Die eigenschaftsbasierte Konfiguration von Spring Data Redis

1. Übersicht

Eine der Hauptattraktionen von Spring Boot besteht darin, dass die Konfiguration von Drittanbietern häufig auf wenige Eigenschaften reduziert wird.

In diesem Tutorial werden wir sehen, wie Spring Boot die Arbeit mit Redis vereinfacht.

2. Warum Redis?

Redis ist einer der beliebtesten speicherinternen Datenstrukturspeicher. Aus diesem Grund kann es als Datenbank, Cache und Nachrichtenbroker verwendet werden.

In Bezug auf die Leistung ist es bekannt für seine schnelle Reaktionszeit. Infolgedessen kann es Hunderttausende von Vorgängen pro Sekunde bedienen und ist leicht skalierbar.

Und es passt gut zu Spring Boot-Anwendungen . Zum Beispiel können wir es als Cache in unserer Microservices-Architektur verwenden. Wir können es auch als NoSQL-Datenbank verwenden.

3. Redis ausführen

Erstellen Sie zunächst eine Redis-Instanz mit ihrem offiziellen Docker-Image.

$ docker run -p 16379:6379 -d redis:6.0 redis-server --requirepass "mypass"

Oben haben wir gerade eine Redis-Instanz auf Port 16379 mit dem Kennwort mypass gestartet .

4. Starter

Spring bietet uns hervorragende Unterstützung für die Verbindung unserer Spring Boot-Anwendungen mit Redis mithilfe von Spring Data Redis.

Stellen wir als nächstes sicher, dass wir die Spring-Boot-Starter-Data-Redis- Abhängigkeit in unserer pom.xml haben :

 org.springframework.boot spring-boot-starter-data-redis 2.2.6.RELEASE 

5. Salat

Als nächstes konfigurieren wir den Client.

Der Java Redis-Client, den wir verwenden, ist Lettuce, da Spring Boot ihn standardmäßig verwendet. Wir hätten aber auch Jedis benutzen können.
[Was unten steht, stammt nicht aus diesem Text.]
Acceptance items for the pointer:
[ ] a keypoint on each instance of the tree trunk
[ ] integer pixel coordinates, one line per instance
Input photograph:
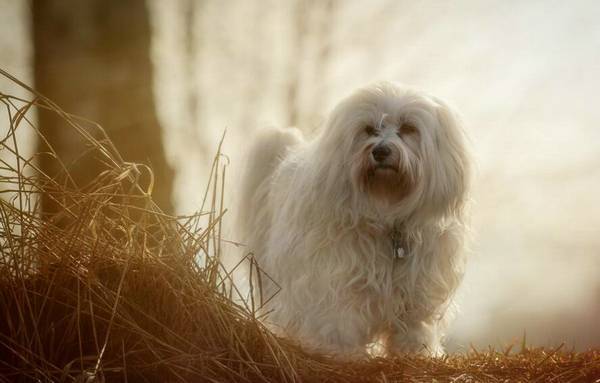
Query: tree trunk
(92, 58)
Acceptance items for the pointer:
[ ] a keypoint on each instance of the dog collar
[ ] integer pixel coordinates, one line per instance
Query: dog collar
(398, 245)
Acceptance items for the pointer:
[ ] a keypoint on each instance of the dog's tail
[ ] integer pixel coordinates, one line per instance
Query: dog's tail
(254, 212)
(266, 153)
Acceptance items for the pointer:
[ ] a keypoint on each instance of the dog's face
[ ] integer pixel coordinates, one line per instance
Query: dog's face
(401, 146)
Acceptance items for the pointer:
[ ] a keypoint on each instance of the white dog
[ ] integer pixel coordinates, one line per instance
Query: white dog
(361, 228)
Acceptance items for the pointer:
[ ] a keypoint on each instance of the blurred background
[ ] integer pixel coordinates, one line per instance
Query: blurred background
(167, 78)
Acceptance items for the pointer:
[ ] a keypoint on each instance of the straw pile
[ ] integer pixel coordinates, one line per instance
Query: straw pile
(111, 289)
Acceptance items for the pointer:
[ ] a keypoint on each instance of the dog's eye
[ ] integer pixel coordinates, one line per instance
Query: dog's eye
(407, 129)
(371, 131)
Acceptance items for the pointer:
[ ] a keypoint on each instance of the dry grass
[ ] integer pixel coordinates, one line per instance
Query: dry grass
(111, 289)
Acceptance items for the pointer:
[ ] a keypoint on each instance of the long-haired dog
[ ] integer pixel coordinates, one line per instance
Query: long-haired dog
(361, 228)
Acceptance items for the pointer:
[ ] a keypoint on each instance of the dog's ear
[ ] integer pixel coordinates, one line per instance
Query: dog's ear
(450, 173)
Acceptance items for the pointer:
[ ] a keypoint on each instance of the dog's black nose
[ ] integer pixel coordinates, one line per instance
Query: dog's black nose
(380, 152)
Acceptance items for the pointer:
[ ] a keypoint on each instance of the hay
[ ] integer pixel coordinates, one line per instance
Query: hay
(111, 289)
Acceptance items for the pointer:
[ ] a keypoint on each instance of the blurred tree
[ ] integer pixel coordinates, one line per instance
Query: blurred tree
(93, 59)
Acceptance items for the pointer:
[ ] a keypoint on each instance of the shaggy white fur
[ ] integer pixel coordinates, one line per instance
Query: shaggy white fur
(361, 227)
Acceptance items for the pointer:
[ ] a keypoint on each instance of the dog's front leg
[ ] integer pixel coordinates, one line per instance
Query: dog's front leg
(415, 337)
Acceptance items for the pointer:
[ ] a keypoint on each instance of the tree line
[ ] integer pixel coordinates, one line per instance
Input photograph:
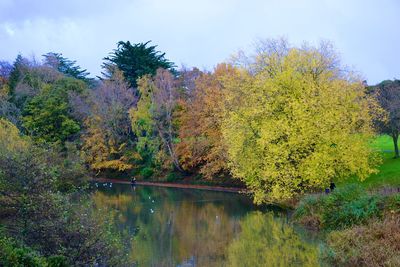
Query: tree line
(284, 120)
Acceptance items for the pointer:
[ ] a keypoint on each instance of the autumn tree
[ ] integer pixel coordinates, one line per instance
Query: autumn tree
(297, 124)
(154, 121)
(388, 95)
(136, 60)
(47, 116)
(108, 138)
(201, 146)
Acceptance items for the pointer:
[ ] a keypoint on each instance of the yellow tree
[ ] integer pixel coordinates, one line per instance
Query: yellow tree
(297, 124)
(201, 145)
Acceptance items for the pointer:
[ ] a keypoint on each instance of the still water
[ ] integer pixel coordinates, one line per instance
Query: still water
(187, 227)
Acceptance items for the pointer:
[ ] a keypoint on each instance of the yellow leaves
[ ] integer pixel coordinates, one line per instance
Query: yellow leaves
(298, 129)
(101, 152)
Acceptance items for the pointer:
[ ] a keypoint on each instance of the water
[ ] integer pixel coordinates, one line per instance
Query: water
(187, 227)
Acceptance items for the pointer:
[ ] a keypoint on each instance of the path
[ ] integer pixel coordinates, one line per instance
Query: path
(174, 185)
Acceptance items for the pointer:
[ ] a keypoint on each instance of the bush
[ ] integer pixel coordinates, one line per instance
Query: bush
(343, 208)
(174, 176)
(147, 172)
(309, 211)
(374, 244)
(14, 255)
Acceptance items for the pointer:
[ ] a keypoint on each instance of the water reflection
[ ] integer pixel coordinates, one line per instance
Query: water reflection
(176, 227)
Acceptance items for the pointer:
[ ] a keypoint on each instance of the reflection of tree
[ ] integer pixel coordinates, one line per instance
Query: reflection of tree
(200, 226)
(266, 241)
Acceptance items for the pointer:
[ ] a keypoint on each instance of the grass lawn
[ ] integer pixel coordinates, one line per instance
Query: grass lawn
(389, 171)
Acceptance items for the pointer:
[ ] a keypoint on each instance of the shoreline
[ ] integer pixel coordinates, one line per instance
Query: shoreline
(175, 185)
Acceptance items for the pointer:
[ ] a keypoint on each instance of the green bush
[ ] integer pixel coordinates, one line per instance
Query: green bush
(350, 206)
(14, 255)
(147, 172)
(373, 244)
(341, 209)
(174, 176)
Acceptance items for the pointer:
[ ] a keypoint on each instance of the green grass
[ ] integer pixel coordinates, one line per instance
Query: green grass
(389, 170)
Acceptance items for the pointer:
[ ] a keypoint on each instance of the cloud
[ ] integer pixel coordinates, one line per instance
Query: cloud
(201, 33)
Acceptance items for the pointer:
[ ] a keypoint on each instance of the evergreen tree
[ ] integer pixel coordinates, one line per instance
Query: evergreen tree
(66, 66)
(136, 60)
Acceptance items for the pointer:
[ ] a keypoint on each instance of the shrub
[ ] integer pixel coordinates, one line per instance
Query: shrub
(374, 244)
(174, 176)
(341, 209)
(309, 211)
(14, 255)
(147, 172)
(350, 206)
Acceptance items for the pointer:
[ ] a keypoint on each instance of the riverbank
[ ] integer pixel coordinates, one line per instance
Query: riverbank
(175, 185)
(362, 227)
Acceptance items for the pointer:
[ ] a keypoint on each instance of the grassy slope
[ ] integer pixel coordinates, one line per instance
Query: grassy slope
(389, 171)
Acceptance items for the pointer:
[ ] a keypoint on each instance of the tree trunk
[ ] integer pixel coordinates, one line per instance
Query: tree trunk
(395, 137)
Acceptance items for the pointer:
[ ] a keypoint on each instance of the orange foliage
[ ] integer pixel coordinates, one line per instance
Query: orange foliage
(201, 143)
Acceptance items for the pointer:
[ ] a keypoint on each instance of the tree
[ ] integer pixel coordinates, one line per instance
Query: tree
(37, 215)
(136, 60)
(201, 146)
(108, 138)
(388, 95)
(5, 71)
(297, 125)
(154, 120)
(47, 116)
(66, 66)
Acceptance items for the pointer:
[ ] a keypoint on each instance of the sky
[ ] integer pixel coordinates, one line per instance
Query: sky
(203, 33)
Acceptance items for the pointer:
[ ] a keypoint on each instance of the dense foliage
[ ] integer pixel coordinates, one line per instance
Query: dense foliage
(136, 60)
(388, 95)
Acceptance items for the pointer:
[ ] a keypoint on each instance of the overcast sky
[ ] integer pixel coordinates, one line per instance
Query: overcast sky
(205, 32)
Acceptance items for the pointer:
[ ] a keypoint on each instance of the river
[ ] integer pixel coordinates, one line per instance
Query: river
(188, 227)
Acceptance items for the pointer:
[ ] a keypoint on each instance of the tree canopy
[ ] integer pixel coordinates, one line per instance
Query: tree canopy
(296, 125)
(136, 60)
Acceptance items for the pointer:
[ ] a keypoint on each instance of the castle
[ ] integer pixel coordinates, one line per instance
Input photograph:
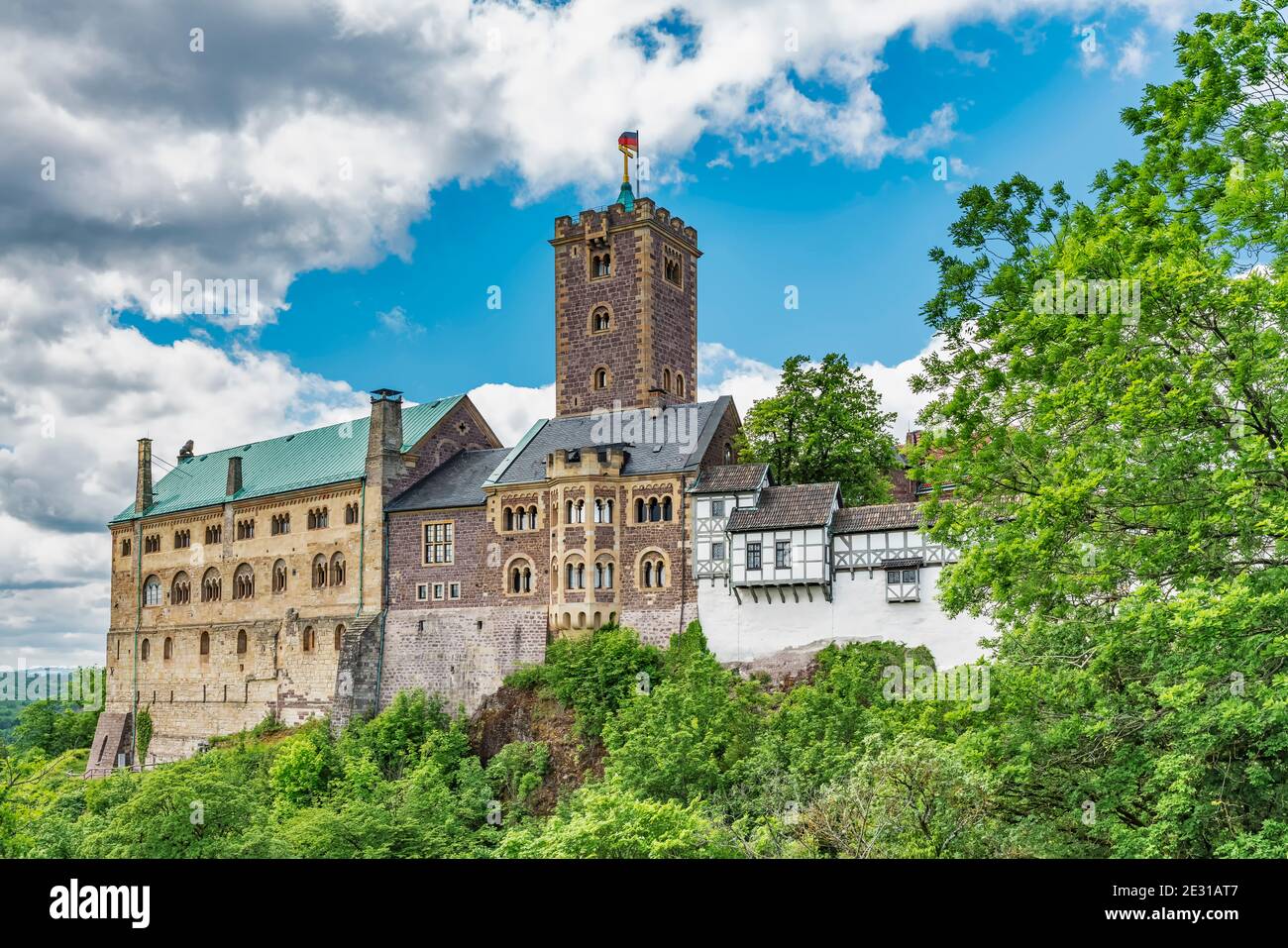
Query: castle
(322, 572)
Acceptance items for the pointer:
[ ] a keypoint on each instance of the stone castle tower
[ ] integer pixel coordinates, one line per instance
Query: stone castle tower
(626, 308)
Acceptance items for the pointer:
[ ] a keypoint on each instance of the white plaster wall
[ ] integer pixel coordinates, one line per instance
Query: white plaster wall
(858, 610)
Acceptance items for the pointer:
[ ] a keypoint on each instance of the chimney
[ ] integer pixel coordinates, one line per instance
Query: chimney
(233, 475)
(384, 440)
(143, 481)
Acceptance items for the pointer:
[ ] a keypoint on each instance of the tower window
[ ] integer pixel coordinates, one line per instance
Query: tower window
(671, 265)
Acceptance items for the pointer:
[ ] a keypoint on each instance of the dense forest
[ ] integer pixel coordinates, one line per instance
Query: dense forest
(1108, 398)
(626, 750)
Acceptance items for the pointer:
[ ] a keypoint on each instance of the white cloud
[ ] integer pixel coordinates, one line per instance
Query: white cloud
(724, 372)
(1133, 55)
(511, 410)
(398, 324)
(310, 134)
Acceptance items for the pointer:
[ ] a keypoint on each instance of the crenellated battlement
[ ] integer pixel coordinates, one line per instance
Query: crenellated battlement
(597, 222)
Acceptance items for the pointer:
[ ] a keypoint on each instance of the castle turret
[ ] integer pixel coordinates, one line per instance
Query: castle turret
(626, 308)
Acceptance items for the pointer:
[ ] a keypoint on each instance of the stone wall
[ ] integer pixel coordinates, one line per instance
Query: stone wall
(460, 655)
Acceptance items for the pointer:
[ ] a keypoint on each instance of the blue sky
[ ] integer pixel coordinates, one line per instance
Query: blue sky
(851, 239)
(376, 165)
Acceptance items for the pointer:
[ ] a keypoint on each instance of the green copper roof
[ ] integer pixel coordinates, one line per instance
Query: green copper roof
(291, 463)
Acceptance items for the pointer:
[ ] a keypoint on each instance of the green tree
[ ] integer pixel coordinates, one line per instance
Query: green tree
(824, 423)
(606, 820)
(1119, 450)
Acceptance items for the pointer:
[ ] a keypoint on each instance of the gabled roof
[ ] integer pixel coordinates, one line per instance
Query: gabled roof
(673, 441)
(793, 505)
(291, 463)
(458, 483)
(729, 478)
(877, 517)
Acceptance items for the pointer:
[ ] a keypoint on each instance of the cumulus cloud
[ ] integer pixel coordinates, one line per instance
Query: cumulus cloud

In beiden Fällen ist das Ergebnis eine Instanz von RedisTemplate :

@Bean public RedisTemplate redisTemplate(RedisConnectionFactory connectionFactory) { RedisTemplate template = new RedisTemplate(); template.setConnectionFactory(connectionFactory); // Add some specific configuration here. Key serializers, etc. return template; }

6. Eigenschaften

Wenn wir Salat verwenden, müssen wir die RedisConnectionFactory nicht konfigurieren . Spring Boot erledigt das für uns.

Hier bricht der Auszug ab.